Stream connections

Overview

Pipelines by themselves do not process any messages. For a pipeline to actually do any work it must first be connected to one or more streams, which enables fine-grained control of the messages processed by that pipeline.

Note that the built-in function route_to_stream causes a message to be routed to a particular stream. After the routing occurs, the pipeline engine will look up and start evaluating any pipelines connected to that stream.

Although pipelines can trigger other pipelines via message routing, incoming messages must be processed by an initial set of pipelines connected to one or more streams.

The All messages stream

All messages received by Graylog are initially routed into the All messages stream. You can use this stream as the entry point to pipeline processing, allowing incoming messages to be routed to more streams and being processed subsequently.
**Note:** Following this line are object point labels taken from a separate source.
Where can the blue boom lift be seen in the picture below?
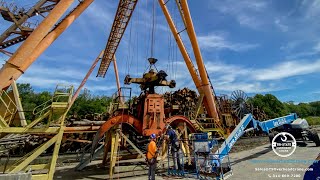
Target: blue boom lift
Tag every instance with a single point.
(209, 164)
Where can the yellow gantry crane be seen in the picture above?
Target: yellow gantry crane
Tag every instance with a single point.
(37, 40)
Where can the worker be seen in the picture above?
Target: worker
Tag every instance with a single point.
(174, 147)
(152, 157)
(313, 170)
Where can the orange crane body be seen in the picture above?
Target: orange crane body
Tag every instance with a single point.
(39, 41)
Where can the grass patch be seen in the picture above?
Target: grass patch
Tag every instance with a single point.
(313, 120)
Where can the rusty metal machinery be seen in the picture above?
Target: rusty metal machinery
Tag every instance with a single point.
(120, 23)
(46, 32)
(150, 114)
(21, 28)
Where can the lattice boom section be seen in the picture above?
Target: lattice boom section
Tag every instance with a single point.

However, if you prefer to use the original stream matching functionality (i.e. stream rules), you can configure the Pipeline Processor to run after the Message Filter Chain (in the Message Processors Configuration section of the System -> Configurations page) and connect pipelines to existing streams. This gives you fine-grained control over the extraction, conversion, and enrichment process.

The importance of message processor ordering

It’s important to note that the order of message processors may have a significant impact on how your messages get processed.

For example: Message Filter Chain is responsible for setting static fields and running extractors defined on inputs, as well as evaluation of stream rules. If you create a pipeline that expects the presence of a static field, but the Pipeline Processor runs before Message Filter Chain, that field will not be available for use in your pipeline.

When designing your streams and pipelines be aware of the message processor order, especially if you have dependencies on earlier message processing.